Scrapping project for NLP analysis - Chilean Press Presidency

Primary LanguageHTML

Scrapping Speeches from the Press Presidential Website of Chile

Date: 20.07.2020 Author: Andrés Ponce

Table of contents

  1. Introduction
  2. Scrapping Presidential Press Website
  3. Analysing text & structured topic modelling
  4. Final Thoughts

Introduction

As a Public Policy graduate I see great challenges in open government policies and, in particular, access to public data. I started this project with the idea of using coding skills to gather and analyze public sources available to any citizen. As of January 2020, the presidential press website of Chile prensa.presidencia contained a large source of official speeches for president Piñera, since the time of his election to January 2020. These releases reflect the president´s communication strategy, even if they are subject to editorial control from presidential staff.

This project, runned completely in R, consists of two parts. First, the scrapping strategy, gathering speeches from March 2018 to Jan 2020. And second, structured topic modelling using date as covariate to understand how topic proportion change over time.

Scrapping Presidential Press Website

The scrapping process takes advantage of the URL structure https://prensa.presidencia.cl/discursos.aspx by using the Rcrawler library 1 and Rvest 2. The speeches tab "discursos" contains 97 pages (at the time I did this). Each of these pages has at most 6 links to speeches, so 582 separate pages containing one speech each one. If we access a particular page we notice that each one of them has a URL pattern followed by a number https://prensa.presidencia.cl/discurso.aspx?id=135058. This pattern is used to identify speech pages from Rcrawler output.

Scraping text is straightforward with Rvest. I created a function containing three processes read_html(), html_nodes(), and html_text(). I also used the same process to retrieve other useful information, such as date and speech title.

Analysing text & structured topic modelling

The number 582 speeches scrapped are shown by monthly count as follow:

Montlhy count of presidential speeches since Piñera took office in March 2018

Year Jan Feb Mar Apr May Jun Jul Aug Sep Oct Nov Dec Total
2018 18 30 27 30 27 39 27 50 25 29 302
2019 37 22 18 20 29 22 27 25 25 23 11 12 271
2020 9
Total 46 22 36 50 56 52 54 64 52 73 36 39 582

By plotting the numer of times the Chilean president appears in public to give public speeches I found a substantial decrease after November of 2020. This is coincidental with the fact that, during this time, Chile experienced a social uprising leading the government to an all-time minimun rate of public support according to CADEM 3.

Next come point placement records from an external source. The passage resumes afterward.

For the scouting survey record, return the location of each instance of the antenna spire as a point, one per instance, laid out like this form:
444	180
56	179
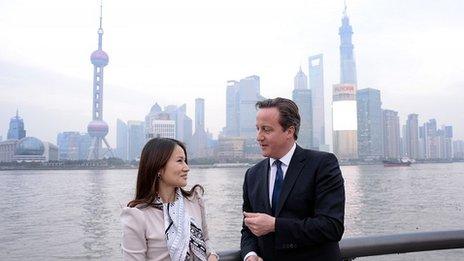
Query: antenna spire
100	30
344	10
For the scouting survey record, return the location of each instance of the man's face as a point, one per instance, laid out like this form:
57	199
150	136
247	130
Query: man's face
272	138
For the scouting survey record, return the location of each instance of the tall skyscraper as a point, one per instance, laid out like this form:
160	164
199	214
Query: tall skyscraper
370	138
302	98
183	125
199	138
121	140
458	149
199	114
136	139
345	122
16	130
232	113
347	61
446	142
241	98
249	94
412	136
316	85
73	145
97	128
432	142
391	134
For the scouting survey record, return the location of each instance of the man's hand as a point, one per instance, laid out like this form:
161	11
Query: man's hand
259	224
254	258
212	257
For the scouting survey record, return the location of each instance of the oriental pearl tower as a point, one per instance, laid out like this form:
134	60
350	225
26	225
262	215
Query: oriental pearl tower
97	128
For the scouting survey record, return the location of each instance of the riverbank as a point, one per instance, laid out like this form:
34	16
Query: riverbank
107	166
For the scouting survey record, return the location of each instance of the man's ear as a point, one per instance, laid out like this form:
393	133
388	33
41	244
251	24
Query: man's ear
291	130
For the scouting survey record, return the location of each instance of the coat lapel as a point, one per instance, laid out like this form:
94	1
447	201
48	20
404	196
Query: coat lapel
265	187
294	169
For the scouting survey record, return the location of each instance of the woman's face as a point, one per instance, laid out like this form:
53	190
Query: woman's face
175	172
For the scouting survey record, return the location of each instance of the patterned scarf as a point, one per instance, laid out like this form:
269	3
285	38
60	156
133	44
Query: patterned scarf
181	231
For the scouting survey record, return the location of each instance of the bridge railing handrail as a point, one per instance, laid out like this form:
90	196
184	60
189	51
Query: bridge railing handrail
387	244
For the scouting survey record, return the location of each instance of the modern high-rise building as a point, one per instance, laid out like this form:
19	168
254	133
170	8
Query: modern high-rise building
136	139
345	122
16	130
347	61
199	114
162	128
121	140
316	85
232	109
73	145
344	110
68	143
97	128
241	98
370	138
200	137
183	125
458	149
391	134
249	94
302	98
446	143
432	141
412	136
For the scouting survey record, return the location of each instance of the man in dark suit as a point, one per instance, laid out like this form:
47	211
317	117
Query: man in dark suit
294	200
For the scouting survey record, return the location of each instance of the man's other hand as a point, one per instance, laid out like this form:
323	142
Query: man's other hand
259	223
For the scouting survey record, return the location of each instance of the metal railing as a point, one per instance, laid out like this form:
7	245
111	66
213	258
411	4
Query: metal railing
352	248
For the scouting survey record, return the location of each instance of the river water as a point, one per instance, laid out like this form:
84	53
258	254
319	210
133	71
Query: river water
74	214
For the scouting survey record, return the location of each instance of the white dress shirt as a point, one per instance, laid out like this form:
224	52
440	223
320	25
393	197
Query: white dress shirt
272	173
273	169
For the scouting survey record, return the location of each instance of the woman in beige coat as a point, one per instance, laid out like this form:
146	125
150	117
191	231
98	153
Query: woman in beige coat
164	221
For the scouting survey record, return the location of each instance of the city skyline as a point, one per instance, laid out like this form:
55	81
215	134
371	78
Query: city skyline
70	105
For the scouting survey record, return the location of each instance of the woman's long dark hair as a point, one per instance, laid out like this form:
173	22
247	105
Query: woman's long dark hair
155	155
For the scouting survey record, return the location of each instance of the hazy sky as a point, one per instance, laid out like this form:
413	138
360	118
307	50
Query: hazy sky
172	52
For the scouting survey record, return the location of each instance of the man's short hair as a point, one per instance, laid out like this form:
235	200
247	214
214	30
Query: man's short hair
288	112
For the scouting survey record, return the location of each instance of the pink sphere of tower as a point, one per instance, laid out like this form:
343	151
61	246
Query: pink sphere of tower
99	58
97	129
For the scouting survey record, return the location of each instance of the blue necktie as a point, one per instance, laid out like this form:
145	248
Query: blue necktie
277	185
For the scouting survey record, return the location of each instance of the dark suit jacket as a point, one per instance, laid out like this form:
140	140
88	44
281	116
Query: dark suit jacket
309	216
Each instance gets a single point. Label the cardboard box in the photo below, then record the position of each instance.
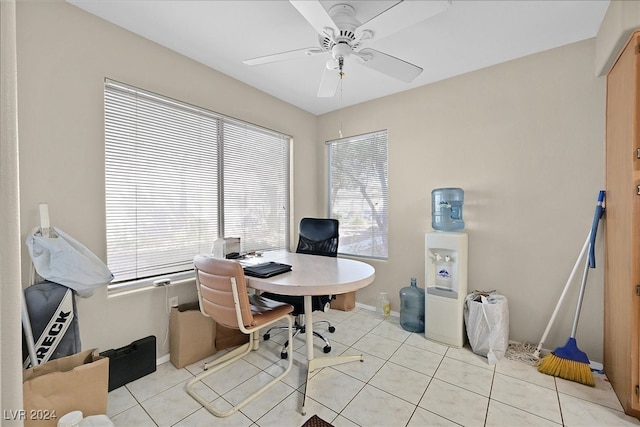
(226, 337)
(344, 302)
(192, 335)
(74, 383)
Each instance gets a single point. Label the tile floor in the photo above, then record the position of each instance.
(405, 380)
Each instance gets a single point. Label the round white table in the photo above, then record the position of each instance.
(313, 275)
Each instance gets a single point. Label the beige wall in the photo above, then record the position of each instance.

In the second step I apply the structural topic modelling with the stm package. The stm packages allows the researcher to estimate a model using document covariates. In this case I used date to see how the proportion of topics varies across time (months). I choosed Plotly (hosted in plotly studio: Click here) to visualize topic trends over time. For instance, the topic of Security & Crime is a recurrent topic in the president's speeches. Coincidentally, this topic shows a proportion spike by the end of 2018 and 2019, when the government suffered from police brutality scandals, first for killing an unarmed indigenous civilian and then for police repression in the social upheaval.

Final Thoughts

This exercise had no other purpose but to train coding skills and apply empirical methods to text data, and more specifically, to data that should be available to all citizens. However, it is important to point out that by the end of this project, the speeches from president Piñera are no longer available in the Press website. It is possible to access only speeches for the present month, without an option to access all the past speeches.

Footnotes

  1. https://github.com/salimk/Rcrawler

  2. https://github.com/tidyverse/rvest

  3. https://www.cadem.cl/